O resumo dessa grande confusão é que a polícia ajudou as milícias a conquistar territórios do Comando Vermelho. Exatamente como afirmou em dezembro, numa entrevista ao Observatório da Imprensa, o sociólogo José Cláudio Souza Alves, logo após a conquista do Complexo do Alemão, celebrada em prosa e verso por uma mídia que insiste em confundir desejo com realidade (ver ‘Crime se reconfigura sob a égide do Estado‘).
Intimidação jurídica
O deputado federal Eduardo Cunha, do PMDB do Rio de Janeiro, tem influência num grupo de parlamentares que vai bem além das fronteiras geográficas e partidárias de sua bancada. Foi derrotado nas pretensões de manter em sua esfera as nomeações para a direção de Furnas. Em 26 de janeiro, o jornal O Globo publicou reportagem de Chico Otávio e Tatiana Farah sob o título ‘Furnas pagou R$ 73 milhões a mais por ações vendidas a empresários ligados a Eduardo Cunha’.

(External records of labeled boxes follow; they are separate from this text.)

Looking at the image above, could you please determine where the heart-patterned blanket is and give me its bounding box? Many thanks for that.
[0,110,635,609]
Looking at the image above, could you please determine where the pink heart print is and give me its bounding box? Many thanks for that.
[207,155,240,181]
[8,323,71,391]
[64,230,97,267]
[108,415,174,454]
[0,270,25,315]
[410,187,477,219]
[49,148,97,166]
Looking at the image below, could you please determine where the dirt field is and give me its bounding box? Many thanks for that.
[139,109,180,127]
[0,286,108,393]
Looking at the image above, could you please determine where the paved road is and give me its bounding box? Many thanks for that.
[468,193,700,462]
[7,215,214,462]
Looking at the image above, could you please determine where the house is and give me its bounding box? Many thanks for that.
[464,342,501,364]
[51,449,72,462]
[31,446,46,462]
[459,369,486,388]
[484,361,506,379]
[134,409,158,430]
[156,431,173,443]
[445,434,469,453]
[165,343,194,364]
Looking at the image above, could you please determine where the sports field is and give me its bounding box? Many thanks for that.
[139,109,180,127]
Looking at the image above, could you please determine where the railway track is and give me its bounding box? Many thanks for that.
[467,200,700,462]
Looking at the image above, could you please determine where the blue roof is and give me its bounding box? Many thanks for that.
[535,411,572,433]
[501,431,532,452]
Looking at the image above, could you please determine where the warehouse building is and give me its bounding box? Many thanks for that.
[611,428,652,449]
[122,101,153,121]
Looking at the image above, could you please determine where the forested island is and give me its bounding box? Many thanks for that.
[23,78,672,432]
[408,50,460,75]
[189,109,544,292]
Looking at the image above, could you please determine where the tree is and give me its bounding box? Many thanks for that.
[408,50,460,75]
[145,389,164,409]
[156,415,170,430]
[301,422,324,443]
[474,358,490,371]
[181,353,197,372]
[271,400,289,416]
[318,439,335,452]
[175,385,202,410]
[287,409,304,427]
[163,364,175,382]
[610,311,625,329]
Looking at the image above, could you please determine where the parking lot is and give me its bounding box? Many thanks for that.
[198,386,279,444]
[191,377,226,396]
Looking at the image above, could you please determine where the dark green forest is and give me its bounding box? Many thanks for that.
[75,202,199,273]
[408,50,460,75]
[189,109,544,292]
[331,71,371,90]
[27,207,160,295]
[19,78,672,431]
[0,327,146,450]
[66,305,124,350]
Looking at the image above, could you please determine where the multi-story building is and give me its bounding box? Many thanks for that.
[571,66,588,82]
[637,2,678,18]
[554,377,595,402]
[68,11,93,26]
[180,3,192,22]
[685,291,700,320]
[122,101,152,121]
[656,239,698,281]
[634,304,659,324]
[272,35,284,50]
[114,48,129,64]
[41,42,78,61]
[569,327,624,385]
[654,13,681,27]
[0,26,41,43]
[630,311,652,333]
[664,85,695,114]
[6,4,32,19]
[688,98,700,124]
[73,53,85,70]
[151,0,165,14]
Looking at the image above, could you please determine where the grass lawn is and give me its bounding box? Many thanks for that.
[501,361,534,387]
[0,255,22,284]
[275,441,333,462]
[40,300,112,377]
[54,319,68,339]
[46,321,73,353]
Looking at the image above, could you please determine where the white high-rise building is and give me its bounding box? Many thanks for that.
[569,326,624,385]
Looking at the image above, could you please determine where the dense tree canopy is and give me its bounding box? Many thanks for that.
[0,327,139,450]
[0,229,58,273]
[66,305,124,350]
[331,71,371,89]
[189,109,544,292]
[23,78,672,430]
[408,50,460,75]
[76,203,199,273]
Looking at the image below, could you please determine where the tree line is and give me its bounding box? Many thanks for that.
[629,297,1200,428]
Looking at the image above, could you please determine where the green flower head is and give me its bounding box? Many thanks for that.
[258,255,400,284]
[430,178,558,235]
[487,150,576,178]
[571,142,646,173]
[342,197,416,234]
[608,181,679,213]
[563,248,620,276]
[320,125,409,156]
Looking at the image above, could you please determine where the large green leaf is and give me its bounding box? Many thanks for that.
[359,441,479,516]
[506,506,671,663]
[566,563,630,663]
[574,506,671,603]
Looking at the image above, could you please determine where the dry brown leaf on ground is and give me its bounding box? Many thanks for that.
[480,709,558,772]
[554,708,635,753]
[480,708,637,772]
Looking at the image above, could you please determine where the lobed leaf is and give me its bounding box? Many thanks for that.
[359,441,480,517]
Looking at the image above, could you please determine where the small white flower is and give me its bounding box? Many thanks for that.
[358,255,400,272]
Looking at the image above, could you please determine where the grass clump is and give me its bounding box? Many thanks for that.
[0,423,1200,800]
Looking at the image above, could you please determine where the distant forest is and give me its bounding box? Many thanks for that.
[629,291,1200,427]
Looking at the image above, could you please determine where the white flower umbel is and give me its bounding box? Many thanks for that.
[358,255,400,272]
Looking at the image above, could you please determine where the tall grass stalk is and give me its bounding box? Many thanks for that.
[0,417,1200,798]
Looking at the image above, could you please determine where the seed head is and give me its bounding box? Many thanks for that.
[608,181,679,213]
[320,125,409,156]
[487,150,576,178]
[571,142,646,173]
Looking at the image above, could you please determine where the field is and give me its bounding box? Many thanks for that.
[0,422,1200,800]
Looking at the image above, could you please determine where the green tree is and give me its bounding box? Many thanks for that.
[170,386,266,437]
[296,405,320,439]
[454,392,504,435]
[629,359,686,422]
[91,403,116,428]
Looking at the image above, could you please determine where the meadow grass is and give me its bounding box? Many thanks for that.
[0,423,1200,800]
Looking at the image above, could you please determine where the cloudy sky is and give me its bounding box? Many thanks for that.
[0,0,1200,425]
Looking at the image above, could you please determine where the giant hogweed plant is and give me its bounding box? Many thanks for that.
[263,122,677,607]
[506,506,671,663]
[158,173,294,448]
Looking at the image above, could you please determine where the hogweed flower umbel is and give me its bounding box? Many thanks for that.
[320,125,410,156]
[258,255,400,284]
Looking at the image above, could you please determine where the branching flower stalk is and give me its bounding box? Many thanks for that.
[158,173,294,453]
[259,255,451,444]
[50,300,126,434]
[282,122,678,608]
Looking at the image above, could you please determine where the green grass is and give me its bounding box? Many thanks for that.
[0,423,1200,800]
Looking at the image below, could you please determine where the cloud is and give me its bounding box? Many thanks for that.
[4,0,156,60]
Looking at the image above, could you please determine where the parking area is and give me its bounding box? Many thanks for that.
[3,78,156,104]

Em seu tuíter, Eduardo Cunha escreveu, dias depois: ‘Vai fundo, Chico Otávio. E prepara o bolso. Vai trabalhar a vida toda para pagar a conta’. Entretanto, embora o deputado mova processos em série contra jornalistas, Chico Otávio desconhece que ele o esteja processando. De qualquer modo, avisa que não está intimidado.
Eduardo Cunha também se tornou desafeto dos jornalistas Ancelmo Gois e Jorge Bastos Moreno, do Globo, entre muitos outros. Usa uma técnica denunciada pelo Comitê de Proteção de Jornalistas como a principal ameaça, no Brasil, à liberdade de imprensa: a intimidação pela via do Judiciário.
O cerco jurídico ao trabalho dos jornalistas obrigou-os a acrescentar novas práticas a seus métodos, como diz em entrevista ao Observatório da Imprensa o repórter Chico Otávio:
− Hoje, o repórter é obrigado a atuar e brigar bem em outro cenário, que é o cenário jurídico. É lógico que o processo é um instrumento da democracia. Agora, eu acho que está havendo um uso exacerbado desse instrumento, não para compensar um suposto eventual dano moral, e sim para restringir, desencorajar, fazer o repórter desistir do projeto da pauta. Para enfrentar essa questão, o repórter vai ter que se municiar de provas, dialogar com o jurídico, muitas vezes sendo obrigado até a estabelecer esse diálogo antes mesmo da publicação da matéria, da reportagem. A gente sempre costumava deixar as coisas para depois, quando o problema acontecia. Hoje, não. No meu caso, quando a matéria é complicada eu procuro dialogar e pedir orientações do departamento jurídico sobre como proceder.
Você chega a guardar elementos da apuração?
− Sim. Eu chego a guardar. Eu tenho essa preocupação, de colher provas, e digo: tem juiz que considera como prova até o bloquinho de apuração. Por incrível que pareça, até isso tem que ser guardado. Bloquinho, você salvar páginas da internet, diálogos, áudios. Fora documento. Às vezes você tem que desembolsar alguma coisa para extrair documentos de cartórios. Tem situações em que eu monto um dossiê e entrego esse dossiê ao departamento jurídico antes mesmo da publicação da reportagem. Porque se o denunciado, digamos assim, o ‘outro lado’, resolver recorrer à Justiça, o departamento jurídico já está preparado, pronto, apto para uma boa defesa.